Wednesday, September 1, 2010

FMLA Definition of “Son and Daughter”


DOL Offers Guidance On Definition Of "Son And Daughter" For FMLA Purposes

After having “received several requests for additional guidance regarding whether employees who do not have a biological or legal relationship with a child may take FMLA leave for birth, bonding, and to care for the child” (assuming all other FMLA criteria are met), the Department of Labor’s Wage and Hour Division’s Deputy Administrator Nancy J. Leppink (Administrator), issued an interpretation of the meaning of “in loco parentis” on June 22, 2010. The interpretation first outlines to whom the FMLA applies, then describes what Congress intended in creating the FMLA definition of “son and daughter,” then notes case law for assistance in defining in loco parentis, and then finally the Administrator states that the definition of in loco parentis under the regulations includes “those with day-to-day responsibility to care for and financially support a child. 29 C.F.R. §825.122(c)(3)”(emphasis added).  The Administrator then provides her interpretation as follows: “the regulations do not require an employee who intends to assume the responsibilities of a parent to establish that he or she provides day-to-day care and financial support in order to be found to stand in loco parentis to a child” (emphasis added) without providing any analysis as to the aforementioned case law or Congressional intent.

Instead, the Administrator attempts to clarify the interpretation by providing a couple of different examples and generalizations.
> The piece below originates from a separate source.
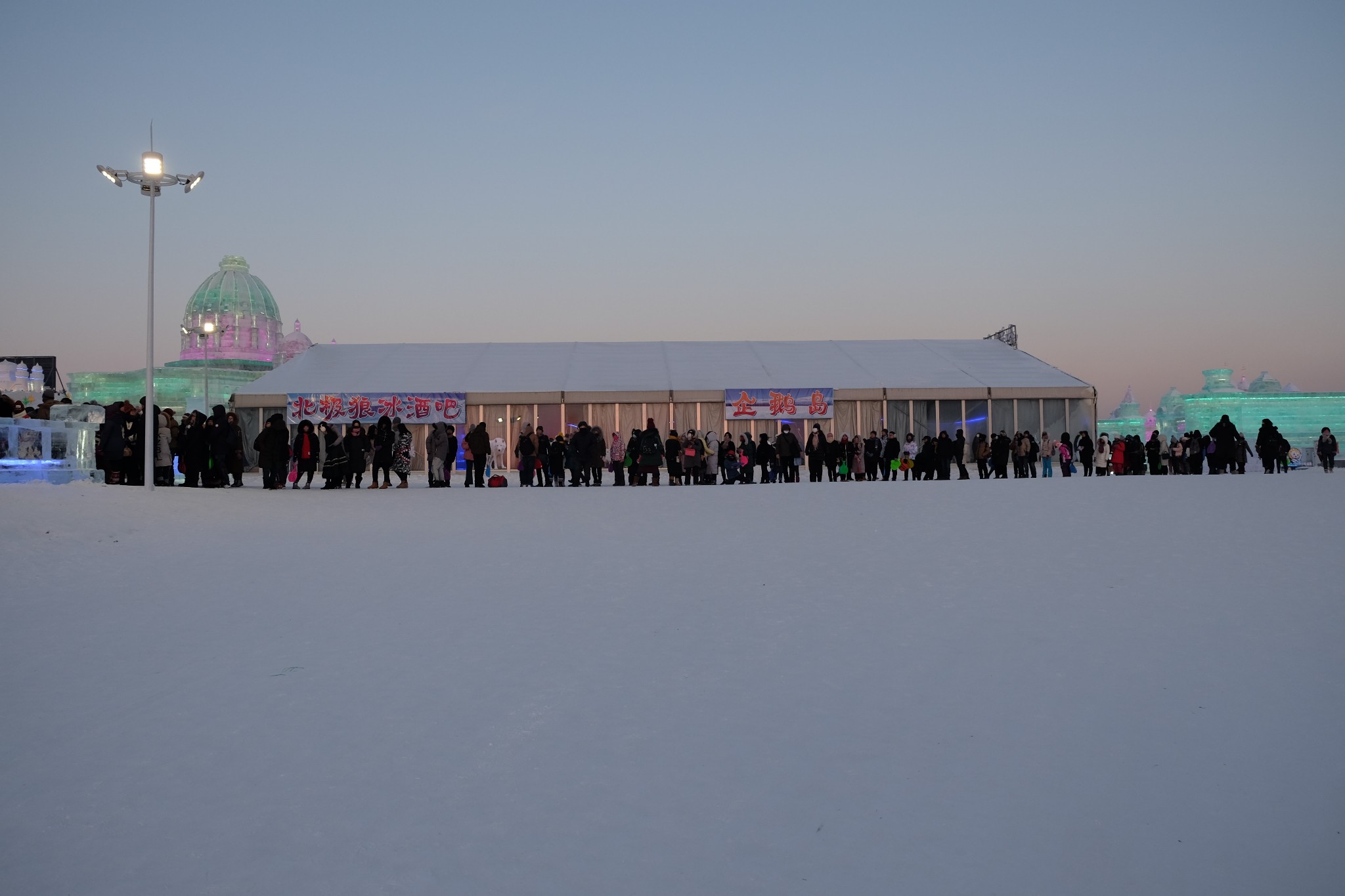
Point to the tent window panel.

The first example consists of an employee who provides day-to-day care for his/her unmarried partner’s child, for which the employee has no biological or legal relationship, but provides no financial support for the child. In this example, the employee could take FMLA leave to care for that child, if all the other FMLA criteria are met. A second example involves an employee who is sharing equally in the raising of a child, with the biological parent, but who does not have a legal relationship with that child. In this example, the employee is entitled to FMLA leave to bond with or care for that child.  And, the guidance specifically states that this applies to same sex partners, as well as heterosexual partners.
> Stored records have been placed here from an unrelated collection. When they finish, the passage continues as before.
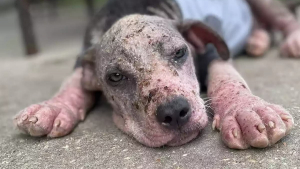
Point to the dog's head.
(144, 65)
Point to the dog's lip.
(173, 138)
(183, 138)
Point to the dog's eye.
(180, 53)
(116, 77)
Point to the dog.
(140, 54)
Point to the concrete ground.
(97, 143)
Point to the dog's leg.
(274, 14)
(59, 115)
(259, 41)
(243, 119)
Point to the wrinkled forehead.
(135, 41)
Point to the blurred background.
(46, 27)
(57, 26)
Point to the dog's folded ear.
(199, 35)
(86, 60)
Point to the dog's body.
(143, 64)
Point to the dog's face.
(146, 71)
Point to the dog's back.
(113, 10)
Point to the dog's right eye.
(180, 53)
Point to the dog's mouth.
(160, 136)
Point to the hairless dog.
(140, 54)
The Administrator notes that even if a child has a biological parent in the home or has both a biological mother and a father somewhere, this does not exclude another adult from being found to be in loco parentis to that child.  To clarify this latter point, the Administrator offers another example:  a child whose biological parents are divorced, and have both remarried, would be the “son or daughter” of all four of the parents, whether biological or step.   In other words, the FMLA “does not restrict the number of parents a child may have.” Although additional examples are provided, the bottom line of the Administrator’s analysis seems to be that the key factor in determining in loco parentis status is the day-to-day care of the child.  But what does day-to-day care mean? 
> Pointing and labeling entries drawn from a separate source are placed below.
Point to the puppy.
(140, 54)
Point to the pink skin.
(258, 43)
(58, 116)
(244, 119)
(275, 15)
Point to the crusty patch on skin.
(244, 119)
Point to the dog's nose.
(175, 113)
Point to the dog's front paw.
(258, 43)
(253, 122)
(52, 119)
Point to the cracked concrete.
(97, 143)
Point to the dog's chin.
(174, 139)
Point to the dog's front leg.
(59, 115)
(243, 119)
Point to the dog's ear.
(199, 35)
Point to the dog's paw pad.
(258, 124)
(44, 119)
The above examples do not provide any guidance on this question.  Elaborating on the Administrator’s example of the divorced parents who both remarried, such situations typically necessitate that the child live with each set of parents on an allotted basis, split up based upon days of the week or number of weeks or even weekends in a month, usually determined by a family law judge.  So how many days equals “day-to-day care”?  Is one day, two days, or three days enough?    Since this question was not answered, employers and employees must await for either another interpretation or court decisions on this point.  In the meantime, take your best guess, and hope yours is not the case the court will use to answer this question.

Yet another question is raised by the Administrator’s guidance.  Is the Administrator interpreting the regulation’s “and” as an “or” meaning that the person provides either day-to-day care financial support or did the Administrator just eliminate the financial support part of the definition all together?  If day-to-day care is not provided, but financial support is, as in a situation where the grandparents are helping support their grandchild, is the financial support sufficient in and of itself to allow the grandparent in loco parentis status and therefore require FMLA leave to bond with the child or care for the child who has a serious health condition?   Given that the statute and regulations do not restrict the number of parents a child may have it seems the answer might be yes. But how is an employer to know for certain?  This is another “best guess” scenario that an employer may face, and once again hope that it is not the case with which a court provides guidance on the guidance. Oh, but wait, the Administrator says an employer is entitled to proof, which might help answer the question.   An employer can require that an employee provide reasonable documentation or a statement of the family relationship.  The Administrator then specifically states that “(a) simple statement asserting that the requisite family relationship exists is all that is needed in situations such as in loco parentis where there is no legal or biological relationship. 29 C.F.R. 825.122(j); 73 Fed. Reg. 67,952 (Nov. 17, 2008).”  So basically, it appears that if the employee “says so” then the child is a “son or daughter” under FMLA.  If that is the case, then why did we need the interpretation?